Description
Children and adults, especially in rural and in farming communities, love this barnyard scene on the Farm Animals Scramble Squares® puzzle.
Fascinating Facts
Farming has become a complex business. The use of modern technology has enabled farms to become larger, more specialized and much more efficient. Ironically, the more successful farmers become at producing agricultural products, the less value their products have in the local market, because the demand for those products has not grown as fast as production. For this reason, farmers are exporting to new foreign markets in an effort to seek more demand from the world’s increasingly global economy.
Dairy farming changed very little from the early domestication of cattle by ancient civilizations until the availability of refrigeration. Raw milk and butter were produced mostly in the spring and summer by small herds and were brought to nearby towns in horse drawn wagons. Any milk produced in excess of what was needed for daily consumption and for butter was processed into cheese on the farm. By 1920, the average dairy cow in the United States produced 4,000 pounds of milk per year. As a result of better cow breeding and nutrition and the development of automatic milking machines, the average American dairy cow was able to produce 6,000 pounds of milk per year by 1955.
Goats were the main source of milk in Europe until after the Middle Ages and were among the very first animals domesticated by humans, approximately 10,000 years ago. Switzerland, where domesticated goats had been used by humans for milk, meat and skins since the Early Stone Age, organized the world’s first livestock registry in the 1600s to keep track of their goat breeding and consumption. Goats, which are about the same size as a large dog, were carried aboard the ships of explorers to provide milk and meat for their voyages to new lands.

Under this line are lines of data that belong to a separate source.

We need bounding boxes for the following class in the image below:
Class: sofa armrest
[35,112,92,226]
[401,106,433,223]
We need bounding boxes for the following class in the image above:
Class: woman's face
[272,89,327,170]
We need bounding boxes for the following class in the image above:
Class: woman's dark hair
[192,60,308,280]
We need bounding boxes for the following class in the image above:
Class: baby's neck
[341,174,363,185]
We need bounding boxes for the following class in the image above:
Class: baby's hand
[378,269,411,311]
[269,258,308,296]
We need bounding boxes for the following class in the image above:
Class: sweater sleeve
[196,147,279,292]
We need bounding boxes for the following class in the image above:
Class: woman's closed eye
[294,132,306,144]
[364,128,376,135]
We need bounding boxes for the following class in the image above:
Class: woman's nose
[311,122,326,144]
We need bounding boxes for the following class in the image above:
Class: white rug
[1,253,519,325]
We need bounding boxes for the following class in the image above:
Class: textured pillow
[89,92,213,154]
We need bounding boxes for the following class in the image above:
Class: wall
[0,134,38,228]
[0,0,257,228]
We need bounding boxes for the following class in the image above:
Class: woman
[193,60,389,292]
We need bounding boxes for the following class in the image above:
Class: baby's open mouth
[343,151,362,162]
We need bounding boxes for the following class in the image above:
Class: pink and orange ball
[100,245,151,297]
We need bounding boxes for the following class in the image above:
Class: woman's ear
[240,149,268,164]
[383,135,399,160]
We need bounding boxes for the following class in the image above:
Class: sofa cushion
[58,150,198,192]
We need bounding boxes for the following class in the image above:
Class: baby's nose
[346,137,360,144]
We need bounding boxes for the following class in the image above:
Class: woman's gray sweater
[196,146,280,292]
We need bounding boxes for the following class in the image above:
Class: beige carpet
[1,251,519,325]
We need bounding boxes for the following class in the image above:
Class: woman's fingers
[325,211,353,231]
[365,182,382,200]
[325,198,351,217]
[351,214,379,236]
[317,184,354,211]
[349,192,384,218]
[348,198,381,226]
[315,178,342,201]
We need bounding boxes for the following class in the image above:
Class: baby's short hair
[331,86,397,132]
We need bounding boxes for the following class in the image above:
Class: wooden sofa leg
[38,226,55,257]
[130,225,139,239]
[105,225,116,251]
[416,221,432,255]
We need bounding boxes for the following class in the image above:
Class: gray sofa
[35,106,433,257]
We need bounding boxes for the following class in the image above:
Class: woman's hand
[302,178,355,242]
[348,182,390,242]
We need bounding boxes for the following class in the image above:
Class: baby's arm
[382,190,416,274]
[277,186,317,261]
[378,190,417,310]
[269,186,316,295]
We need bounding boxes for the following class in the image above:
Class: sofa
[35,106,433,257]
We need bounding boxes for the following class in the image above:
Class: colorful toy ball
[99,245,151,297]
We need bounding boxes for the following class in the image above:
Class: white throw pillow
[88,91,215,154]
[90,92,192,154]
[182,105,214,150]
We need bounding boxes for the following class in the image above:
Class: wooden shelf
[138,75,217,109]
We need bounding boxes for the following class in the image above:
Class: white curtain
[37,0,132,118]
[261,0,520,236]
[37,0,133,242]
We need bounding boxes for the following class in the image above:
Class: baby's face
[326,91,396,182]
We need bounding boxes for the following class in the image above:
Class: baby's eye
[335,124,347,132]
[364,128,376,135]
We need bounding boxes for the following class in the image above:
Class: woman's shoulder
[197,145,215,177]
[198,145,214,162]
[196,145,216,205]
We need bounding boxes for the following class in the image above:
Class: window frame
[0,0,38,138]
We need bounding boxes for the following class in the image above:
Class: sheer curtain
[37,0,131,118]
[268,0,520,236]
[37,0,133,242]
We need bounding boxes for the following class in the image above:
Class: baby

Goats traveled with the pilgrims from England to Massachusetts in 1620 to provide nutrition for the trip and for the new Plymouth Colony.
Chickens, which originated in Southeast Asia from the red jungle fowl, are produced for poultry meat and table eggs and have been domesticated since 2,000 BC. There are at least 10 billion chickens raised annually throughout the world, of which approximately 4 billion are produced in the United States. Over 90% of the chickens in the United States are raised for their meat. Chickens kept in flocks develop a highly defined social order, determined by each chicken pecking each other chicken until each bird has fought every other bird. When a chicken wins its pecking fight, it wins the right to peck any of the chickens that lost to it, without the losers pecking the winner back. Therefore, each chicken gains the right to peck only those chickens which have been cast below it in the flock’s social “pecking order.”
Humankind domesticated the pig about 5,000 years ago in China, but the origins of the pig go back a far as 45 million years. Pigs are intelligent animals which, when allowed to root around wild in their natural habitat, are quite tidy creatures. Today’s domestic pig was derived from the European wild boar, a cloven hoofed animal which grows to 3 feet high at the shoulder, weighs approximately 350 pounds and whose lower canine teeth form tusks 8 to 9 inches long. Domestication for pigs is a very harsh contract with humankind. Unlike the cow which is kept for its milk, the goat for its milk and its mohair, the chicken for its table eggs and the horse for its transportation, in return for the farmer’s food, shelter, medical care and protection from other animals, porkers give their all!